Added additional services and added azure firewall resource to permissions list

raboilla · web-flow · commit 59bf25c51cef · 2024-12-20T11:29:32.000-08:00
diff --git a/articles/firewall/roles-permissions.md b/articles/firewall/roles-permissions.md
@@ -38,12 +38,13 @@ Depending on whether you're creating new resources or using existing ones, add t
 | Subnet | Use existing| Microsoft.Network/virtualNetworks/subnets/read<br>Microsoft.Network/virtualNetworks/subnets/join/action |
 | IP addresses| Create new| Microsoft.Network/publicIPAddresses/write<br>Microsoft.Network/publicIPAddresses/join/action |
 | IP addresses  | Use existing| Microsoft.Network/publicIPAddresses/read<br>Microsoft.Network/publicIPAddresses/join/action |
+| Azure Firewall | Create new/Update existing| Microsoft.Network/virtualNetworks/subnets/join/action<br>Microsoft.Network/publicIPAddresses/join/action<br>Microsoft.Network/virtualHubs/read |
 
 If you are creating an Azure Firewall in Azure Virtual WAN, add the following permission:
 
 |Resource | Resource status | Required Azure permissions |
 |---|---|---|
-| virtualHubs | Create new | Microsoft.Network/virtualHubs/read
+| virtualHubs | Create new/Update existing | Microsoft.Network/virtualHubs/read
 
 For more information, see [Azure permissions for Networking](../role-based-access-control/permissions/networking.md) and [Virtual network permissions](../virtual-network/virtual-network-manage-subnet.md#permissions).
 
@@ -56,6 +57,22 @@ These scopes are structured in a parent-child relationship, with each level of h
 For example, a role assigned at the subscription level can cascade down to all resources within that subscription, while a role assigned at the resource group level will only apply to resources within that specific group.

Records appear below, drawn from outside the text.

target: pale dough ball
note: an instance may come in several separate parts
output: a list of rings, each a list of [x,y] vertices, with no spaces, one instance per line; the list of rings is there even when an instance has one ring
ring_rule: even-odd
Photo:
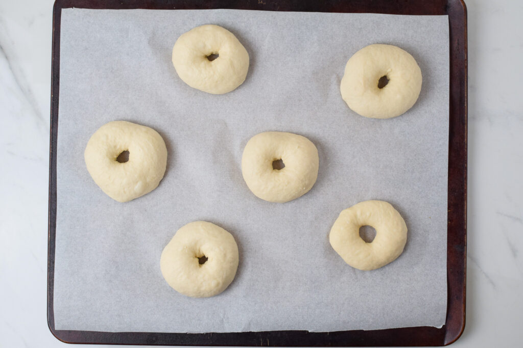
[[[207,258],[200,264],[199,258]],[[164,248],[162,274],[171,287],[191,297],[220,293],[232,282],[238,268],[234,237],[216,225],[195,221],[178,230]]]
[[[273,162],[285,165],[275,169]],[[292,133],[267,131],[247,142],[242,157],[242,174],[257,197],[283,203],[303,196],[318,176],[320,160],[316,147],[305,137]]]
[[[118,162],[117,158],[126,151],[129,160]],[[167,166],[167,148],[152,128],[113,121],[95,132],[84,158],[96,185],[113,199],[127,202],[158,186]]]
[[[359,236],[359,229],[369,225],[376,230],[371,243]],[[360,202],[343,211],[329,234],[331,245],[355,268],[376,269],[389,263],[403,251],[407,225],[390,203],[381,200]]]
[[[210,61],[207,57],[218,54]],[[200,91],[223,94],[243,83],[249,54],[226,29],[206,25],[182,34],[173,47],[173,64],[184,82]]]
[[[378,87],[383,76],[388,83]],[[389,118],[411,109],[422,89],[422,71],[408,52],[374,44],[354,54],[345,66],[340,90],[352,110],[372,118]]]

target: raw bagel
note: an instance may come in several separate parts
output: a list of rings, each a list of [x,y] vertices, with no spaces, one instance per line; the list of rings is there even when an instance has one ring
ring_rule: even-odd
[[[210,61],[211,55],[218,57]],[[200,91],[223,94],[243,83],[249,54],[236,37],[213,25],[182,34],[173,47],[173,64],[184,82]]]
[[[285,167],[275,169],[281,160]],[[242,157],[242,174],[257,197],[284,203],[306,194],[318,176],[318,150],[305,137],[292,133],[267,131],[247,142]]]
[[[199,258],[207,261],[200,264]],[[176,232],[160,259],[162,274],[171,287],[191,297],[218,295],[231,284],[238,268],[238,246],[226,231],[195,221]]]
[[[383,76],[388,83],[380,88]],[[421,70],[408,52],[391,45],[370,45],[347,62],[340,90],[353,111],[366,117],[389,118],[414,105],[422,79]]]
[[[376,230],[371,243],[366,243],[359,236],[359,228],[365,225]],[[407,242],[407,225],[390,203],[368,200],[340,213],[331,230],[329,240],[348,265],[370,271],[392,262],[401,254]]]
[[[119,163],[117,158],[125,151],[129,160]],[[113,199],[127,202],[158,186],[165,173],[167,148],[152,128],[113,121],[91,136],[84,158],[96,185]]]

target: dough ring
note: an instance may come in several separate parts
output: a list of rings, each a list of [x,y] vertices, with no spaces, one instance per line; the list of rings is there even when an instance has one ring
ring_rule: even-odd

Learn more about scope level
 For more information, see [Scope levels](../role-based-access-control/scope-overview.md#scope-levels).
 
+## Additional services
+
+To view roles and permissions for other services, see the following links:
+
+- [Azure Application Gateway](../application-gateway/configuration-infrastructure.md)
+
+- [Azure ExpressRoute](../expressroute/roles-permissions.md) 
+
+- [Azure Route Server](../route-server/roles-permissions.md)
+
+- [Azure Virtual WAN](../virtual-wan/roles-permissions.md)
+
+- [Managed NVA](../virtual-wan/roles-permissions.md#nva-resources)
+
+- [Azure VPN Gateway](../vpn-gateway/roles-permissions.md)
+
 > [!NOTE]
 > Allow sufficient time for [Azure Resource Manager cache](../role-based-access-control/troubleshooting.md) to refresh after role assignment changes.